First, plaintiff argues that the petitioners in the investigation were clear that they intended the scope of the Orders to be defined in terms of actual thickness because they "rejected the use of tolerance ranges" in the proceedings leading to the formulation of the Orders' scope description. See Pl.'s Cmnts. 27-28. In other words, ASB argues that by declining to include tolerance ranges in the definition of SSPC in the investigation, the petitioners sought to include only SSPC with an actual thickness of 4.75 mm or more within the scope of the Orders. According to ASB, "[g]iven the necessity of defining the subject merchandise according to tolerance ranges [in order to describe the merchandise in nominal terms], such an omission clearly shows that Petitioners did not intend to cover nominal merchandise." Pl.'s Cmnts. 28. For plaintiff, given the petitioners' intentions, allowing Commerce to revisit its initial decision not to include tolerance ranges "would be tantamount to permitting Commerce to amend the Orders years after they were issued." Pl.'s Cmnts. 27.

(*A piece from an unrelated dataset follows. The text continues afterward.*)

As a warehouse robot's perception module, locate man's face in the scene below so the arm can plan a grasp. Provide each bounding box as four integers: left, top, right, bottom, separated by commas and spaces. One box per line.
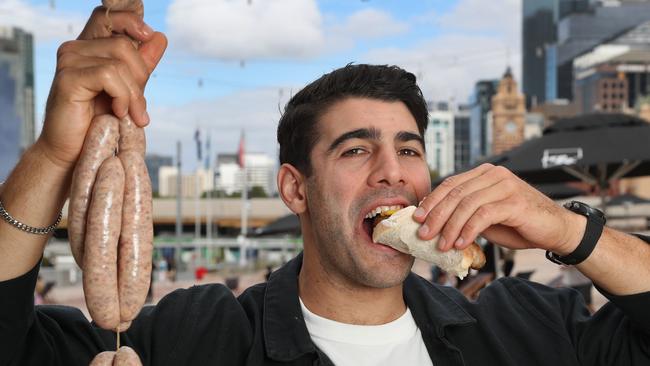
305, 98, 431, 288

Second, ASB argues that the petitioners' statement to the Department regarding the further processing clause demonstrates that the scope of the Orders was intended to be defined based on actual thickness. ASB relies on a letter from petitioners' counsel in May 1998: "the scope of the investigation defines the dimensions of the subject coiled plate products to be 254 mm or over in width and 4.75 mm or more in thickness, without exception or exclusion." Pl.'s Cmnts. 28 (citing Letter from Collier, Shannon, Rill Scott, PLLC to Secretary of Commerce, dated May 8, 1998 (attached as Ex. 4 to Pl.'s July 2009 Br)). Thus, according to plaintiff, the petitioners clarified that "coiled plate meeting these minimum dimensions is included within the scope. . . ."" Pl.'s Cmnts. 28 (citing Letter from Collier, Shannon, Rill Scott, PLLC to Secretary of Commerce, dated May 8, 1998 (attached as Ex. 4 to Pl.'s July 2009 Br)). For ASB, this statement "clearly reveal[s] that the products could be further processed and fall within the Orders so long as they `maintain[ed] dimensions specified in the Department's scope language' — not unspecified dimensions (such as the ASTM standards)." Pl.'s Cmnts. 29 (citations omitted). Plaintiff, therefore, concludes that "Petitioners' comments at the time the scope was adopted are clearly inconsistent with interpreting `thickness' to mean `nominal thickness.'" Pl.'s Cmnts. 29.

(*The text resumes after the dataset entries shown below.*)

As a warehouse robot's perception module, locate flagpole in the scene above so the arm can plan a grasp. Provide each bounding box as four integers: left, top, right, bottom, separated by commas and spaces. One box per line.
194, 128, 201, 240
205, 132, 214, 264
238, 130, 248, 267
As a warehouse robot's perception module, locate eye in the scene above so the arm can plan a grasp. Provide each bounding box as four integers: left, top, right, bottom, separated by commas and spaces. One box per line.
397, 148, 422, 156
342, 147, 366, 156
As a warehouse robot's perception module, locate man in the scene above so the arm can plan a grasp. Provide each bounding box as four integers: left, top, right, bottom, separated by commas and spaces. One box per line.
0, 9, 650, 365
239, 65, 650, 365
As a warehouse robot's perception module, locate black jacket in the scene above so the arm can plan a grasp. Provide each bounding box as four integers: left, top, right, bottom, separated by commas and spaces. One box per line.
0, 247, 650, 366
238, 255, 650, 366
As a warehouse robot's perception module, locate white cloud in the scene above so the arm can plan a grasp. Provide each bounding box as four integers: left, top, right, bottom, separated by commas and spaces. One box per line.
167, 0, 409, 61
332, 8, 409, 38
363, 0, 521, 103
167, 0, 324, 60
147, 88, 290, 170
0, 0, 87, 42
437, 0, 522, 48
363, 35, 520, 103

Third, plaintiff contends that Commerce's request that ASB and other respondents report data based on nominal thickness does not alter the conclusion that nominal merchandise is not within the scope of the Orders. As noted, in its questionnaires, Commerce required respondents to report data concerning merchandise that was nominally 4.75 mm in thickness, but with an actual thickness of less than 4.75 mm. According to plaintiff, Commerce can request data from parties either to include the data collected in its calculation of the dumping margin, or to ensure that Commerce "understands the data that it will use in its calculations and that respondents have fully and accurately reported their data." Pl.'s Cmnts. 30. For plaintiff, the record demonstrates that Commerce's purpose in requiring nominal reporting was the latter. Specifically, ASB points to a verification report for one respondent issued in connection with the second administrative review of the Orders. In that report, according to ASB, "[f]or products with `an actual thickness of less than [4.75 mm]' Commerce `verified' that the `thickness noted on the invoices were not subject to this review.'" Pl.'s Cmnts. 30 (citing Memorandum from Case Analysts to File re: Sales Verification of TrefilARBED, Inc., dated May 30, 2002, at 4, attached as Ex. 8 to Pl.'s July 2009 Br.).

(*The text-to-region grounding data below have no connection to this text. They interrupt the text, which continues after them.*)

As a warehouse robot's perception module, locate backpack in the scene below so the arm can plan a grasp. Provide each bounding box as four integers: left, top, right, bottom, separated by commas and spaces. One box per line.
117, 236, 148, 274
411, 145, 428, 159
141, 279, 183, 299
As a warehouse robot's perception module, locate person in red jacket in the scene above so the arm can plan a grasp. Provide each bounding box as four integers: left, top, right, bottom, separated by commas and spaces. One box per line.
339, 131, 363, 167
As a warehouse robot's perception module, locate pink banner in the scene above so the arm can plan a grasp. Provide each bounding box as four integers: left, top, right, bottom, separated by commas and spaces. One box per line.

Plaintiff cites this evidence even though the report was not contemporaneous with the investigation.

Finally, ASB argues that the ITC's injury determination demonstrates that the Orders were only intended to cover merchandise with an actual thickness of 4.75 mm or more because "[t]he ITC Report described the different `conditions' and `finishes' covered by its investigation and concluded that `[a]ll plate imported in this condition or after further processing is subject to these investigations so long as it is not further reduced below 4.75 mm in thickness." Pl.'s Cmnts. 31. For plaintiff, the ITC determination demonstrates that the scope language includes only actual thickness because it described the phrase "maintains the specified dimensions" in the further processing clause as "not further reduced below 4.75 mm." Pl.'s Cmnts. 31.

2. Defendant Argues that the § 351.225(k)(1) Factors Do Not Resolve the Ambiguity in the Scope Language

Defendant responds that its determination that the § 351.225(k)(1) factors did not resolve the ambiguity in the scope language of the Orders is supported by substantial evidence, notwithstanding the arguments raised by ASB.

Defendant first contends that the petitioners' arguments against the use of tolerance ranges in the scope language is not tantamount to a rejection of nominal measurements. According to defendant, the excerpt from the petitioners' correspondence cited by ASB "makes no mention of `actual' or `nominal' measurements, and clearly identifies petitioners' position that opposition to the express inclusion of tolerance ranges as part of the scope language is a `separate' issue [from the question of] whether the orders should be interpreted as meaning `actual' or `nominal' measurements." Def.'s Resp. 14. In other words, for defendant, the fact that the petitioners sought to exclude tolerance ranges from the scope description is hardly the same as petitioners seeking an order that relies on actual rather than nominal terms.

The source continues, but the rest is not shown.